Posted by John Steele Gordon at 12:30 PM  EST

It was quite a sale at Sotheby's yesterday. The previous record for an Edward Hopper had been $2.8 million, set in 1990. Yesterday one went for $26.8 million. The previous high for a Norman Rockwell, set just last May, was $9.2 million. His Breaking Home Ties went last night for $15.4 million.

The Norman Rockwell painting has the sort of story behind it that no novelist could ever contrive, although I expect that didn’t affect its sale price.

What interests me about the sale, however, is this. Back in 1961 the Metropolitan Museum of Art in New York, shelled out about $5 million to buy Rembrandt’s Aristotle Contemplating the Bust of Homer. The price was considered so extraordinary at the time that Time magazine ran a cover story on the purchase. Great Rembrandts rarely if ever come up at auction these days, so what that painting is worth today is anyone’s guess. (The current world-record price for a painting, a Jackson Pollack, is $140 million.) But even adjusting for inflation, the Met undoubtedly made a very good investment.

While most assets have been appreciating over the last 50 years, one class of investments has, on average, done much better than more conventional stocks and bonds: those investments that have an absolutely fixed supply. There are only so many old master paintings, and most have, like Aristotle, now disappeared into museums, beyond the reach of even the most well-heeled collector. Norman Rockwell and Edward Hopper painted only so many paintings. Likewise, rare books, vintage wines, and prewar Manhattan apartments have an utterly fixed supply.

And the amount of wealth created in the last 50 years has skyrocketed beyond what anyone would have predicted. In 1982, in order to make the then brand-new Forbes 400 list, you needed a net worth (if I remember correctly) of $82 million. To be sure, $82 million today will still keep the wolf quite comfortably far from one’s door, but $82 million wouldn’t get you onto the Forbes 4,000, let alone the 400. That list this year had an admission price of over $1 billion.

So the number of people with serious money to spend on things like paintings and rare books has been increasing rapidly while the supply has not increased at all, indeed decreased. You don’t have to be Adam Smith to figure out what happens if there is an ever-increasing demand for a fixed supply: Prices rise. If there is enough demand and a very small supply, prices go past the moon.

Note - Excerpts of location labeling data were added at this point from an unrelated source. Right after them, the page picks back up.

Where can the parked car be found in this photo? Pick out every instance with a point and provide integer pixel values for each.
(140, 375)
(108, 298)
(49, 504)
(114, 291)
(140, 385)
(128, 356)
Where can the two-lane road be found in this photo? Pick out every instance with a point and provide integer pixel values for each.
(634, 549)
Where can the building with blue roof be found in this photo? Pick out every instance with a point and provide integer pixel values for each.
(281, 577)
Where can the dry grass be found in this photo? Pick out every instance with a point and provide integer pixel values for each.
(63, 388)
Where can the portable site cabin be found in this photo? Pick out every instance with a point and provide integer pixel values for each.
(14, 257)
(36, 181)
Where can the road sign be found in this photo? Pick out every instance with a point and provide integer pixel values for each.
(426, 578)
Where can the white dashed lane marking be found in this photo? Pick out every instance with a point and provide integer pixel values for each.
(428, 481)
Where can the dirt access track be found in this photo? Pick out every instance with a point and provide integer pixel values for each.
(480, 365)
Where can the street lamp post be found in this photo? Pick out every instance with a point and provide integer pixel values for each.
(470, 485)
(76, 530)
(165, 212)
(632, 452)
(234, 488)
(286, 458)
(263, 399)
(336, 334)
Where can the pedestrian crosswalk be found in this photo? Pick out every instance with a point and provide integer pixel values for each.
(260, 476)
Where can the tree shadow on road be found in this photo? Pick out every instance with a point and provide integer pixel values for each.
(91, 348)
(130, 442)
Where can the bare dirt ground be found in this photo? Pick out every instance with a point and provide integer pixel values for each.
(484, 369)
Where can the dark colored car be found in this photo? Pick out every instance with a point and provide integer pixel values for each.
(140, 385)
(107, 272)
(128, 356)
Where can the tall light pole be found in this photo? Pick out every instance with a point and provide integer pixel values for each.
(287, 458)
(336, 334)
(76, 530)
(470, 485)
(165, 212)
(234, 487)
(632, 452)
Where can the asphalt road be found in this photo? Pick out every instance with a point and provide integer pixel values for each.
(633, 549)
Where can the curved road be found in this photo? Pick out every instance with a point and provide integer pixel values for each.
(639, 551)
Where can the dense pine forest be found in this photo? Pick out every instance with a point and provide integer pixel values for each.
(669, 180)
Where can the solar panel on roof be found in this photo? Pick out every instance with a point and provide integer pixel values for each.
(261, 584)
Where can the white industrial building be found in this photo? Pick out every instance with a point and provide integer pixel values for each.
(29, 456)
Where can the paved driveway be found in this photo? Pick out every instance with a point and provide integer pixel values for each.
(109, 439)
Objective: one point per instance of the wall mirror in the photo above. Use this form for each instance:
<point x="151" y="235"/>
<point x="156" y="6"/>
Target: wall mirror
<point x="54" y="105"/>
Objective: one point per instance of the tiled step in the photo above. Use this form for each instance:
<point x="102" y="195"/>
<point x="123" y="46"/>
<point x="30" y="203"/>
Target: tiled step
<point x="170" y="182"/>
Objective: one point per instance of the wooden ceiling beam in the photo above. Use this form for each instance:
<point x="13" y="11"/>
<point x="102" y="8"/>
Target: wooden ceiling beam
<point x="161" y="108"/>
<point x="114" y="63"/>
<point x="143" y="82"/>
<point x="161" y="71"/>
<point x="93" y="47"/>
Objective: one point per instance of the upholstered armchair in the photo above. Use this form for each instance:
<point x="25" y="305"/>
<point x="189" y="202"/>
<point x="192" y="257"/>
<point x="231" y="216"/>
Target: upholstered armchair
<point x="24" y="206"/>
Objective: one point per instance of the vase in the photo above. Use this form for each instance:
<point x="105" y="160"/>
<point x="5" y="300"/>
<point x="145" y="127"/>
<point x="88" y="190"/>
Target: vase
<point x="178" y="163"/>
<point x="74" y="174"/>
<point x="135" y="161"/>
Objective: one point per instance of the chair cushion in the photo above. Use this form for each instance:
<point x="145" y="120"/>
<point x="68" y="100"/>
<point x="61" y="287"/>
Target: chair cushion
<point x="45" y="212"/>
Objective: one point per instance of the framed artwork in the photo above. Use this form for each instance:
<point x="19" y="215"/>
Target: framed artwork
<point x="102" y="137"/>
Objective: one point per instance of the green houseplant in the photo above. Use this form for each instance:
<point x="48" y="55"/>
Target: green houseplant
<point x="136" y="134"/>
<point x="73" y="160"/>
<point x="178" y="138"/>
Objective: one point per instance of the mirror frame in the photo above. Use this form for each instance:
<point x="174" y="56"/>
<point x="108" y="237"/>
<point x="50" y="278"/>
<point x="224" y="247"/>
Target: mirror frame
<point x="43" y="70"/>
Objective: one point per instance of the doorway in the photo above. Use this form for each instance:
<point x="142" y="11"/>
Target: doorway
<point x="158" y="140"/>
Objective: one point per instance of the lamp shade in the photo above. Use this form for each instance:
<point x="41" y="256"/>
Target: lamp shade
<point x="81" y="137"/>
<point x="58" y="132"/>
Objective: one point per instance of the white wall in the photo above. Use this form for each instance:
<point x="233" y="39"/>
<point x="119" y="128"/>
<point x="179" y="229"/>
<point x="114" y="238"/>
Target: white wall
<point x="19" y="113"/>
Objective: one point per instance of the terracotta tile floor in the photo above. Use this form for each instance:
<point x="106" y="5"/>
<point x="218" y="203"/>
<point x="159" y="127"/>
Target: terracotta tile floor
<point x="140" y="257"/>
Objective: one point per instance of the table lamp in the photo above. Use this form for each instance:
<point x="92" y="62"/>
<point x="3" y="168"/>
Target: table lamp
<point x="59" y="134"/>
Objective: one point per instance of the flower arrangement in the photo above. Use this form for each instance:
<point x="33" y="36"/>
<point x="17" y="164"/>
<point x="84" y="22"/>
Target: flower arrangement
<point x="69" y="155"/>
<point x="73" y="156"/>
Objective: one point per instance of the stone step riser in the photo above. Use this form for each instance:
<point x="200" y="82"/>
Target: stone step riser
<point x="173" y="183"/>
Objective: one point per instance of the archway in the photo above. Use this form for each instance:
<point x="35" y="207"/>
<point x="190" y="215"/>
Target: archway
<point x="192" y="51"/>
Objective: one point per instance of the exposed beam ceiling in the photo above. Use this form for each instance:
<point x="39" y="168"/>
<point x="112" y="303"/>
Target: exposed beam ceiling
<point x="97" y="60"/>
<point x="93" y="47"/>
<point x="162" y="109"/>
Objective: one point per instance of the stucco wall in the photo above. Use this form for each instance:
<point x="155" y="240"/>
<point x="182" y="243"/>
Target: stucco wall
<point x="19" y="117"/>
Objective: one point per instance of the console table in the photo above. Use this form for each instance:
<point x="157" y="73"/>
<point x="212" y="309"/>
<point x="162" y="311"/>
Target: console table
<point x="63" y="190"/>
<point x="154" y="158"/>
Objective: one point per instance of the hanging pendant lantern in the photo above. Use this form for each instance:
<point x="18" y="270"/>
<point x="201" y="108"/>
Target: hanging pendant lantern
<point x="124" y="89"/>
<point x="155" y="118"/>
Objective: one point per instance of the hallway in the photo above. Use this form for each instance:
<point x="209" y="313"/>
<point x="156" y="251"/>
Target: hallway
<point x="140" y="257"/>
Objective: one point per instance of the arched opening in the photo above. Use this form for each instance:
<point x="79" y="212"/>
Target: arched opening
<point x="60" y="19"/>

Some, of course, have risen further than others. In 1961 Rembrandt was already the iconic Old Master, and his paintings always sold at top-of-the-market prices. But in 1961 Norman Rockwell was very much alive (he died in 1978), and his reputation among the largely self-appointed cognoscenti of the art world was dismal, dismissed as a mere illustrator, and a hopelessly sentimental one at that.

Rockwell still doesn’t impress the art world much. The Metropolitan Museum, probably the most comprehensive art museum in the world, does not have a single work by him. But the art market is not the same thing as the art world, thank heavens. The Met had to shell out $5 million for its Rembrandt. But the family that sold the Rockwell yesterday for $15.4 million, bought it in 1960 for (are you sitting down?) $900.

Even allowing for an approximately five-times inflation since then, it has appreciated by a factor of more than 3,000. Not even Warren Buffet’s Berkshire Hathaway has done that well in the stock market.